Seçimle gelen herkesin sonuna kadar suç işleme özgürlüğünün olamayacağını, söz konusu belediyelere el konulmasının doğru bir karar olduğunu vurgulayan Özhaseki, orada vatandaşların temizliğe muhtaç olduğunu, haftada bir gün bir saat su akan ilçeler olduğuna işaret etti. Özhaseki, uygulamanın genişleme ihtimali olduğunu kaydetti.

Belediyelerin bütçelerinin yüzde 30'dan fazlasını personele harcayamayacağına dikkati çeken Özhaseki, söz konusu belediyelerin birçoğunun bunu aştığını, bazılarının da yüzde 95 civarında bütçesini olduğu gibi çalışana verdiğini bildirdi.

Özhaseki, "Kendi adamlarını, sokakta gezenleri yazıyorlar oraya. Maaşının 500 lirasını harçlık verip, 2 bin 500 lirasını Kandil'e gönderiyorlar. Adam ortada, 'Ben çalışıyorum.' diyor. Öyle bir şey yok. Bütün bunların tespiti yapılıyor ve İçişleri Bakanlığı da bunları görevden alıyor." diye konuştu.

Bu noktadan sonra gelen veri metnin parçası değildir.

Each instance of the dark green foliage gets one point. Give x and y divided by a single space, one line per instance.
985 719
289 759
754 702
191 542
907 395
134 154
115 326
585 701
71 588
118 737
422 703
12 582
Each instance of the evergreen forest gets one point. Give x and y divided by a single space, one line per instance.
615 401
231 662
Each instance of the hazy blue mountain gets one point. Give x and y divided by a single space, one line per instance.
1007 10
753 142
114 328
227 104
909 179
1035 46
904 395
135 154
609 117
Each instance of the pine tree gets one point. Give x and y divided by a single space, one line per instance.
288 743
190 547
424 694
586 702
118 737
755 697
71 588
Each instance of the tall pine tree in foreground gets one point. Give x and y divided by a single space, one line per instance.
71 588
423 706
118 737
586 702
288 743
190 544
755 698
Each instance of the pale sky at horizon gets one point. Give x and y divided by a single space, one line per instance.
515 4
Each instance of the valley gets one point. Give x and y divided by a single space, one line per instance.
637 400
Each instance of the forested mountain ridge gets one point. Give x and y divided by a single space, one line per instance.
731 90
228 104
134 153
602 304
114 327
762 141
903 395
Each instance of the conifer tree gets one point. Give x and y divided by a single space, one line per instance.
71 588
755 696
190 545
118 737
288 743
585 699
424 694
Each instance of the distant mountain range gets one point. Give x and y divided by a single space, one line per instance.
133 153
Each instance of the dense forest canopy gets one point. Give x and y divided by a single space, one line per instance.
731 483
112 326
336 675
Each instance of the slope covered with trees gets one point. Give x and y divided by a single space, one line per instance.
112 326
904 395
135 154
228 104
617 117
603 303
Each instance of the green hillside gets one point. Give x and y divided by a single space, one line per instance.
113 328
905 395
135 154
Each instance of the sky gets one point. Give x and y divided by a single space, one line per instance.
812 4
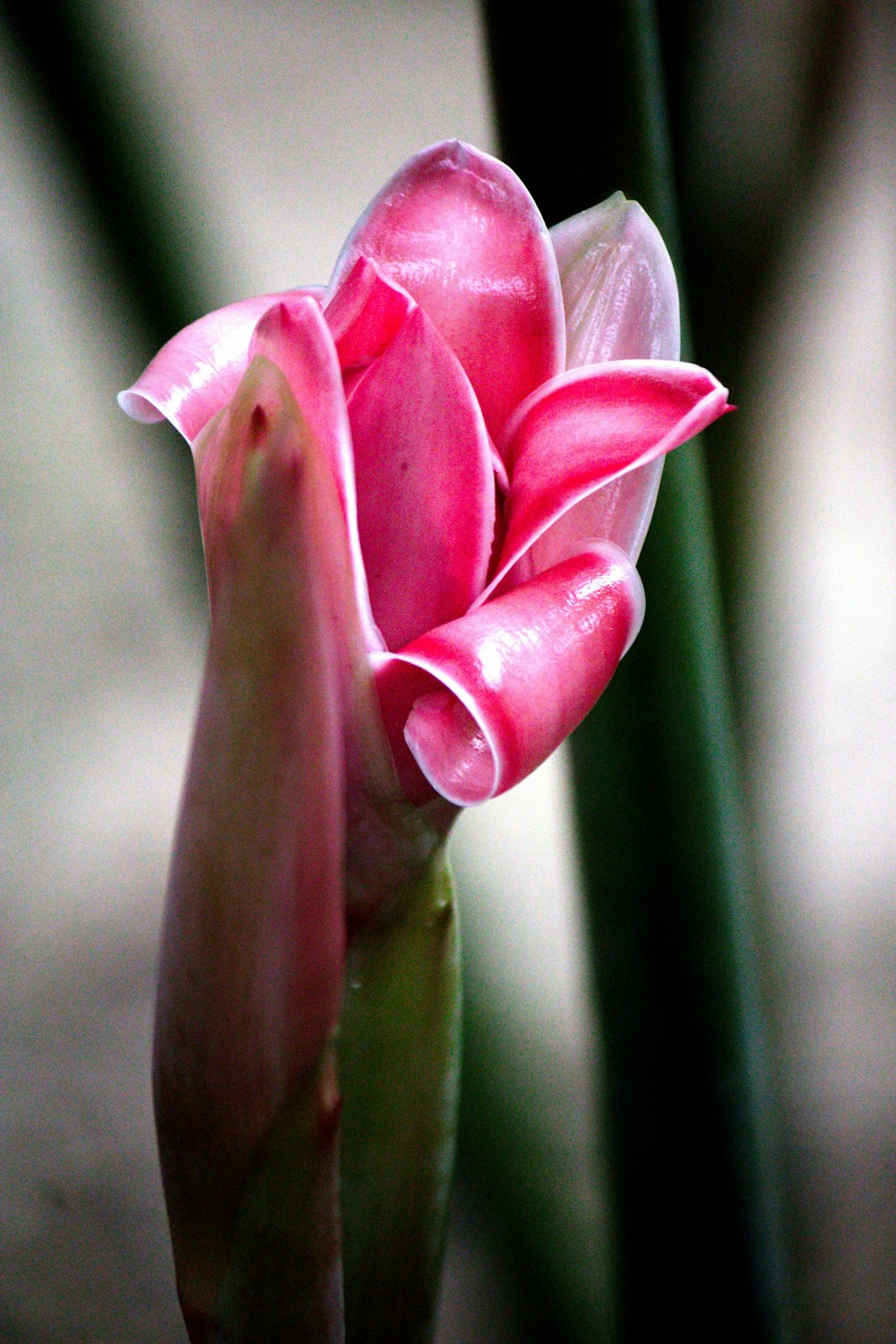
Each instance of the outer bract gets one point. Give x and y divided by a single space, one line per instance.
422 492
503 402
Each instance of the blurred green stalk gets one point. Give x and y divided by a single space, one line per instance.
696 1218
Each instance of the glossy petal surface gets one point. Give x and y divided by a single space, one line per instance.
250 976
365 314
295 338
493 694
425 483
461 234
621 301
196 373
586 429
619 292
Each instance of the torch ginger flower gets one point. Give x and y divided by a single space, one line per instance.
422 494
487 446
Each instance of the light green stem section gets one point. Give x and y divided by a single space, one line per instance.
400 1069
282 1284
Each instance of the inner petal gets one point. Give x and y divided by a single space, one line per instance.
425 484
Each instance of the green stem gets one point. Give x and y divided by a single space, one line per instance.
689 1125
400 1067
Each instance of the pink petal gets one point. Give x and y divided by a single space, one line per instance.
252 964
365 314
487 698
461 234
584 430
295 336
619 289
425 484
198 370
621 301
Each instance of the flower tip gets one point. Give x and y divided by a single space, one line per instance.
139 408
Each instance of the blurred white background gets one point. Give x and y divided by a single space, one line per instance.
285 120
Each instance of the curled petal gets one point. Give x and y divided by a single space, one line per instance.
252 961
621 301
584 430
487 698
461 234
196 373
425 484
365 314
295 338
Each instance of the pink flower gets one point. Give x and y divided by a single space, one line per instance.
489 400
422 492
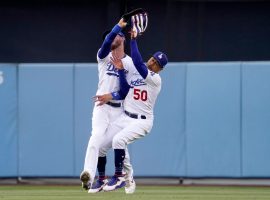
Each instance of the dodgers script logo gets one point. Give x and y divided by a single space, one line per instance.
112 71
138 82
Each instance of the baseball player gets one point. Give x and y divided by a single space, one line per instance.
137 119
104 115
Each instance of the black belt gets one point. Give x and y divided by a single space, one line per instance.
117 105
135 116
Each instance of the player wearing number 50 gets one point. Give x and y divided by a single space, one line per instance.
138 116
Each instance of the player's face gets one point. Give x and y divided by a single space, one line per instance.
118 40
153 65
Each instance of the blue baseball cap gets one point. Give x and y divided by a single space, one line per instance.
161 58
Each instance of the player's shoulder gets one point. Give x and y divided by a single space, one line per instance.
105 58
154 74
153 77
127 58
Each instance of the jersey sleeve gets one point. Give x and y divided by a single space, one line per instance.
153 79
102 60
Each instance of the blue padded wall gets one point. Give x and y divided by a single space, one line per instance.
46 120
256 119
213 119
8 120
86 80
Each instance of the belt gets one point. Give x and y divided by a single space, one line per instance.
116 105
135 116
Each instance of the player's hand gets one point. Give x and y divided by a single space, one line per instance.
133 34
117 62
122 23
102 99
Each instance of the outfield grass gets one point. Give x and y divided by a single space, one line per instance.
19 192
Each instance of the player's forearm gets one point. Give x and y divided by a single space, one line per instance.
137 59
106 45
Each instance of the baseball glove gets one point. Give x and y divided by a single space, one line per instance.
128 15
139 23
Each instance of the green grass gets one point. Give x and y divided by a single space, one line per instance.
19 192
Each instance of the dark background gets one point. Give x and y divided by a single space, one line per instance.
71 30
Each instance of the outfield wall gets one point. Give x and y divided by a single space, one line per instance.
211 120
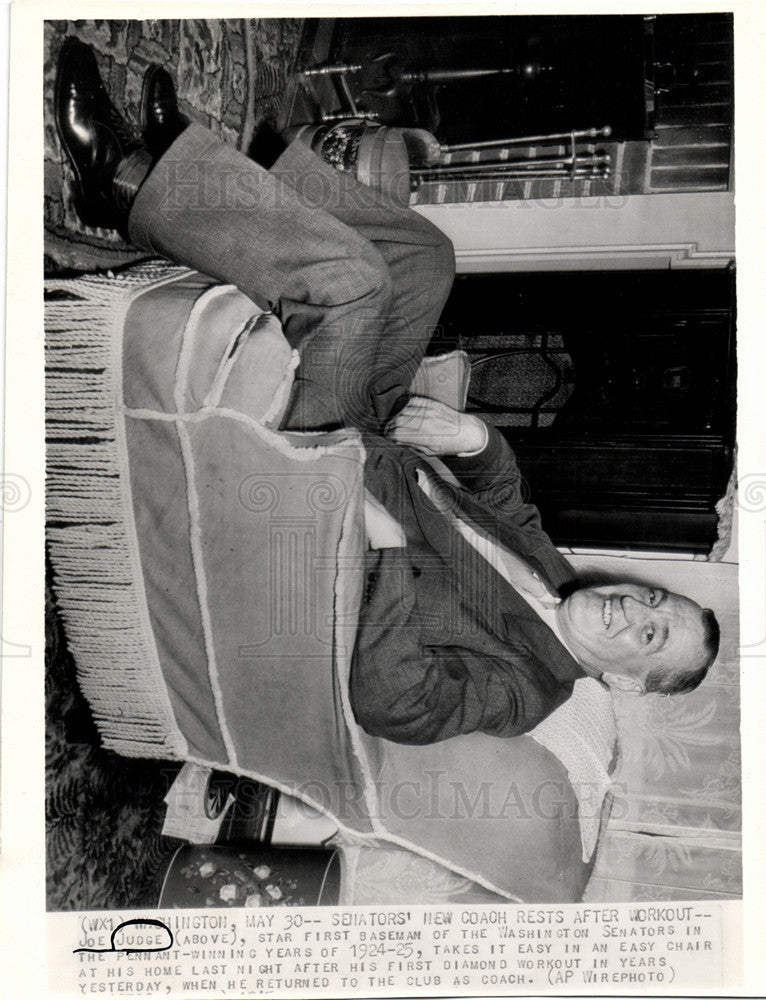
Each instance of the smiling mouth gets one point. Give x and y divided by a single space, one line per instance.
606 612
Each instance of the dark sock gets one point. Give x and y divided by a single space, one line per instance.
130 174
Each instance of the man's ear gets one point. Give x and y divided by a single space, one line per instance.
623 684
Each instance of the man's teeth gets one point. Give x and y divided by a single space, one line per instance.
606 612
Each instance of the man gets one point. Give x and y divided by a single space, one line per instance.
462 626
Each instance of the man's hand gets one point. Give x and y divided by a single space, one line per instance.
436 429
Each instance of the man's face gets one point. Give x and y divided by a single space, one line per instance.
628 629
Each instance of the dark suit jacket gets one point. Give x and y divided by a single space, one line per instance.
445 644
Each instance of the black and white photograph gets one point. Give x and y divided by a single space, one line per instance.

Bakan Özhaseki, ayrıca bakanlık bünyesinde FETÖ kapsamında görevden alınan kişilerin yeri doldurulmayacak kişiler olmadığını belirterek, bakanlıkta yeni elaman alımının düşünülmediğini ama Tapu Kadastro'ya döner sermayeden karşılanacak şekilde elaman alımının yapılacağını bildirdi.